The global stocktake’s summary of key political messages, to be referenced in COP28’s final decision, can serve as a potent platform for advocating nature-based solutions. Here, wetland conservation and restoration deserve a prominent place, aligning seamlessly with the messaging laid out in the Sharm el-Sheikh Implementation Plan, a cornerstone of COP27, which encourages Parties to consider nature-based solutions, such as wetland restoration, for their mitigation and adaptation action.
By weaving wetlands into the narrative of climate action, from global stocktake summaries to loss and damage compensation mechanisms, UNFCCC COP28 can set a transformative precedent for incorporating nature-based solutions into the climate agenda.
Wetland degradation and the new loss and damage fund
In the last century, wetland degradation has led to the loss of nearly 50% of coastal wetlands, primarily due to human activity, sea level rise, and extreme climate events. This loss results in non-economic consequences, including the decline of biodiversity hotspots and disrupted water regulation services. These losses are challenging to quantify financially due to their intangible nature. However, over a billion people directly depend on wetlands for their livelihoods, underscoring their vital importance.
The ground-breaking COP27 decision to establish a loss and damage fund marks a significant milestone in climate negotiations. The transitional committee established at COP27, mandated to make recommendations for consideration and adoption by COP28 about the operationalisation of the new fund, now faces the task of addressing a pivotal question: How can compensation be provided for the non-economic loss and damage resulting from wetland degradation?

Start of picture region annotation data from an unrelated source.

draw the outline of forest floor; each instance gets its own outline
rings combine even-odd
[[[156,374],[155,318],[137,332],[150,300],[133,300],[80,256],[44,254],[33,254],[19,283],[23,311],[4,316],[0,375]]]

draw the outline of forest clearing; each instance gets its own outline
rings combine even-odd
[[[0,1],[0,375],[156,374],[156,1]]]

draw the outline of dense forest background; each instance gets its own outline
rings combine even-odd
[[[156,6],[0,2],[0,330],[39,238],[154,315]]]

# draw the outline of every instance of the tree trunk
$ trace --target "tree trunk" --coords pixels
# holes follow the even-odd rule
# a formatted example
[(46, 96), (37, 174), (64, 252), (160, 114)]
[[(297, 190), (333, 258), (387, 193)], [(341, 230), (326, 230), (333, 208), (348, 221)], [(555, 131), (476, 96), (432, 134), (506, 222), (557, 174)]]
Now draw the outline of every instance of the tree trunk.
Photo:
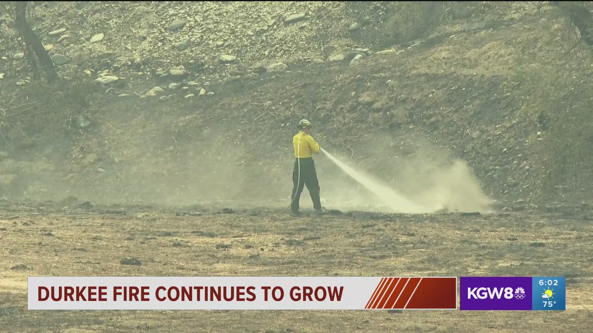
[(58, 72), (56, 71), (56, 67), (53, 65), (52, 58), (47, 54), (45, 47), (43, 47), (41, 39), (35, 34), (35, 32), (27, 22), (25, 12), (28, 2), (28, 1), (14, 2), (15, 24), (17, 25), (17, 29), (18, 30), (23, 37), (23, 41), (25, 42), (29, 49), (33, 49), (37, 55), (37, 59), (39, 59), (39, 62), (45, 71), (47, 83), (52, 83), (58, 77)]
[(593, 46), (593, 15), (585, 5), (576, 1), (550, 1), (550, 4), (560, 8), (568, 14), (570, 21), (587, 45)]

This intricate journey calls for a nuanced approach that weaves together ecological restoration, community well-being, and climate justice.
Call to action: get wetlands firmly embedded under UNFCCC
In essence, the confluence of the global stocktake and the establishment of the loss and damage fund provides a strategic opportunity to catalyse wetlands conservation and restoration efforts. By weaving wetlands, next to forests, into the narrative of climate action, from global stocktake summaries to loss and damage compensation mechanisms, COP28 can set a transformative precedent for incorporating nature-based solutions into the climate agenda. The momentum generated through these actions can reverberate well beyond COP28, heralding a new era of climate resilience where wetlands play a pivotal role in safeguarding our planet’s future.

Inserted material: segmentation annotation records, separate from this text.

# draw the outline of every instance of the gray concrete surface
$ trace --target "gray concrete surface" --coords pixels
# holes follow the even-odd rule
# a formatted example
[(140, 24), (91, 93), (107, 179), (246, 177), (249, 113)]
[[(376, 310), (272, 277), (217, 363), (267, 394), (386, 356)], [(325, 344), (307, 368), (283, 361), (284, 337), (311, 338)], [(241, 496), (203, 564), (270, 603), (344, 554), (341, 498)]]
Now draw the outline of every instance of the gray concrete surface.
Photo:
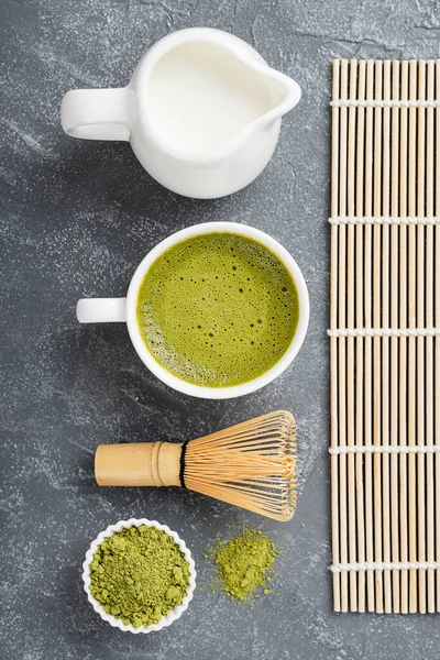
[[(169, 31), (209, 25), (255, 45), (292, 75), (302, 100), (270, 166), (218, 201), (155, 184), (128, 144), (80, 142), (59, 127), (72, 88), (127, 84)], [(437, 57), (431, 0), (3, 0), (1, 106), (1, 544), (3, 660), (436, 659), (436, 616), (334, 615), (331, 608), (328, 319), (330, 62)], [(208, 220), (253, 224), (295, 256), (310, 328), (293, 366), (245, 398), (180, 396), (142, 365), (122, 326), (80, 327), (81, 296), (118, 296), (144, 254)], [(99, 490), (100, 442), (191, 438), (279, 407), (299, 427), (299, 503), (292, 524), (245, 519), (284, 549), (277, 595), (252, 612), (204, 590), (202, 554), (237, 513), (177, 491)], [(157, 518), (193, 550), (199, 588), (160, 634), (113, 630), (87, 603), (80, 564), (108, 524)], [(210, 524), (212, 524), (210, 526)]]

REWET: wetlands restoration
In the REWET project, funded by the European Union, IUCN NL has joined forces with other European NGOs, universities, government institutes, and companies to study the full potential of wetland areas in mitigating climate change. With information from seven open laboratories, together we are developing a comprehensive understanding of how European wetlands can best contribute to climate mitigation and adaptation.